Unknown Reason for stopping detectnet_v2 training

• Hardware (V100)
• Network Type (Detectnet_v2)
• TLT Version (3.22.20)
• Training spec file
detectnet_v2_train_resnet18_voc.txt (7.2 KB)

I downloaded the pretrained Resnet18-detectnet_v2 model from NGC and want to re-train it using the Pascal VOC dataset. The labels have been correctly transformed from XML to KITTI format and TF records were generated. All steps are performed on a jupyter notebook connected with server through ssh. The jupyter notebook cv_samples_v1.3.0/detectnet_v2 was used as reference. Once the training has been successfuly started if I quit the notebook/connection times out, the training stops:
nvidia-smi command displays “No running processes”
tao list command displays the container into “running state” but with command “Not in support of DNN task”.
By checking the status.json file, it displays
{“loss”: 7.042660581646487e-05, “cur_epoch”: 70, “max_epoch”: 120, “time_per_epoch”: “0:00:00”, “ETA”: “0:00:00”, “learning_rate”: 0.0004999999655410647, “date”: “5/17/2022”, “time”: “14:47:37”, “status”: “Running.”}
{“Error”: “”, “date”: “5/17/2022”, “time”: “14:49:45”, “status”: “Training was interrupted”}

I reproduced the same error using the cv_samples_v1.3.0/detectnet_v2 notebook with KITTI dataset (at first I did not realize because the training does not take much time).
How can I fix this problem?

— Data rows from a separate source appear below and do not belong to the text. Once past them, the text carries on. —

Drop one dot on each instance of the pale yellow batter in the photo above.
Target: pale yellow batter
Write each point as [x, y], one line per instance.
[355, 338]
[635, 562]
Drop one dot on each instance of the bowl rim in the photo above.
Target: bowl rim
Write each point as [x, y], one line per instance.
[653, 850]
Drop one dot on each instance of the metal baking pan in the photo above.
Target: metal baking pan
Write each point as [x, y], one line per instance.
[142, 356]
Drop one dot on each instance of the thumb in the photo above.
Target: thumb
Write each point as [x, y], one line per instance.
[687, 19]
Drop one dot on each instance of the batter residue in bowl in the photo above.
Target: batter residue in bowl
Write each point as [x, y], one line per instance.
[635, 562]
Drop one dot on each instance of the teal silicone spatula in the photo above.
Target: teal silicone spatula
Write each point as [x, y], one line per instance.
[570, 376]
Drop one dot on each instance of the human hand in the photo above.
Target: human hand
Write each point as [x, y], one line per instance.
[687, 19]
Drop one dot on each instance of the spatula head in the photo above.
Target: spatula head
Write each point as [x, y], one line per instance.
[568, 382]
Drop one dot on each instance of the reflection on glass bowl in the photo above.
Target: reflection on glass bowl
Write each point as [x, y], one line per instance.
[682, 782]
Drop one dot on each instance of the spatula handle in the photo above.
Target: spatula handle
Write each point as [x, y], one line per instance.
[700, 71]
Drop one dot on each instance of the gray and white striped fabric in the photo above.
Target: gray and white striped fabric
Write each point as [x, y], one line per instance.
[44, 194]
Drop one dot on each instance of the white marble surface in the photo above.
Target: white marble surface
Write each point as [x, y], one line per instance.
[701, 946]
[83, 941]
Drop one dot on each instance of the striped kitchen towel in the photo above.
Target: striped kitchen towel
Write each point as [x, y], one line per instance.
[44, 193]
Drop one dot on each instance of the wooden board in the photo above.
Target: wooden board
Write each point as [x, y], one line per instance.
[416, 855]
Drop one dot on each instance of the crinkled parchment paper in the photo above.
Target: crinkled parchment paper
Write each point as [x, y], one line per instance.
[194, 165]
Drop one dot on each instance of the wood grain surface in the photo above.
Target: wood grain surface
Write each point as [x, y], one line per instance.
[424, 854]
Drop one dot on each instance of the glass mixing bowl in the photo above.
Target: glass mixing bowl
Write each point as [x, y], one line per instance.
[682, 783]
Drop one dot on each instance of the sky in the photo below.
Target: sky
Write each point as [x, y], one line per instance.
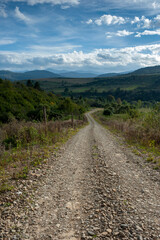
[98, 36]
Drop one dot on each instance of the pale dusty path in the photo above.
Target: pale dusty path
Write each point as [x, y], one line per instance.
[96, 189]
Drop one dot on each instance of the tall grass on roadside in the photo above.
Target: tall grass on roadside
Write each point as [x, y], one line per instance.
[24, 145]
[141, 129]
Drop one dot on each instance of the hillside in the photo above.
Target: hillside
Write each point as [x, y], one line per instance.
[147, 70]
[20, 102]
[12, 76]
[78, 75]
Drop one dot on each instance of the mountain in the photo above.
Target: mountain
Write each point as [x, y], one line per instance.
[108, 75]
[147, 70]
[112, 74]
[78, 75]
[36, 74]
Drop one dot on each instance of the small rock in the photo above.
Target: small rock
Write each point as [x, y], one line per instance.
[90, 233]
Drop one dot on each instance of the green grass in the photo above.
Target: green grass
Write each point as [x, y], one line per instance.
[134, 132]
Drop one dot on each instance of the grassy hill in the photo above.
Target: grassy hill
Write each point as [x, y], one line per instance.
[128, 86]
[20, 102]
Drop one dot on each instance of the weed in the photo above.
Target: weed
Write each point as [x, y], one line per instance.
[5, 187]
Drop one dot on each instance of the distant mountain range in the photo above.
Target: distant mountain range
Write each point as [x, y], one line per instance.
[37, 74]
[147, 70]
[78, 75]
[40, 74]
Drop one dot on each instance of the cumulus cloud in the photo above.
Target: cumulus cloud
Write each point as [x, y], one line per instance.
[120, 33]
[148, 32]
[21, 16]
[89, 21]
[142, 22]
[110, 20]
[7, 41]
[53, 2]
[155, 5]
[102, 58]
[3, 10]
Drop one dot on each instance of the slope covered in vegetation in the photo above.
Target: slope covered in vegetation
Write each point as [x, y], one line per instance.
[20, 102]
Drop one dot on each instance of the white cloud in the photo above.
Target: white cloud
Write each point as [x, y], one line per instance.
[7, 41]
[136, 20]
[120, 33]
[155, 5]
[52, 49]
[21, 16]
[148, 32]
[89, 21]
[100, 58]
[142, 22]
[124, 33]
[53, 2]
[3, 11]
[110, 20]
[65, 7]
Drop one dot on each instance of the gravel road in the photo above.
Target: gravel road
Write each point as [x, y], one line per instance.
[95, 189]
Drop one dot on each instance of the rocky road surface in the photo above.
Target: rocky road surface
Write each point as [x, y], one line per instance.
[95, 189]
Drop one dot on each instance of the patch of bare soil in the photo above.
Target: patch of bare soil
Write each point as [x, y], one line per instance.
[94, 188]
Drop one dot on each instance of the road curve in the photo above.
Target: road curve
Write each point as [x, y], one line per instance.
[96, 189]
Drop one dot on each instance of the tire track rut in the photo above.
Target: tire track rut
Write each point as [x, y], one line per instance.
[96, 189]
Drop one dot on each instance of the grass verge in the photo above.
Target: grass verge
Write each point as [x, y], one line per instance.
[28, 145]
[139, 135]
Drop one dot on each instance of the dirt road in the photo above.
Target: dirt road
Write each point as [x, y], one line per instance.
[96, 189]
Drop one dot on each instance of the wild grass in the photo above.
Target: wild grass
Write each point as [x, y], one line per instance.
[143, 131]
[26, 145]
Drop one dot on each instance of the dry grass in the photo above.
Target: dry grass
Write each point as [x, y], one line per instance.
[143, 132]
[24, 145]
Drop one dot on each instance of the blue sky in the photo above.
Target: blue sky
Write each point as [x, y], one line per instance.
[79, 35]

What if I have 30h training? Thanks!

Do you mean you quit the training when the training just started?

As soon as I close the notebook, the training (at whichever epoch is) stops. What should I do to keep the training going on the container even if I close the jupyter notebook?

You can run in the terminal instead of jupyter notebook.

It worked, Thanks!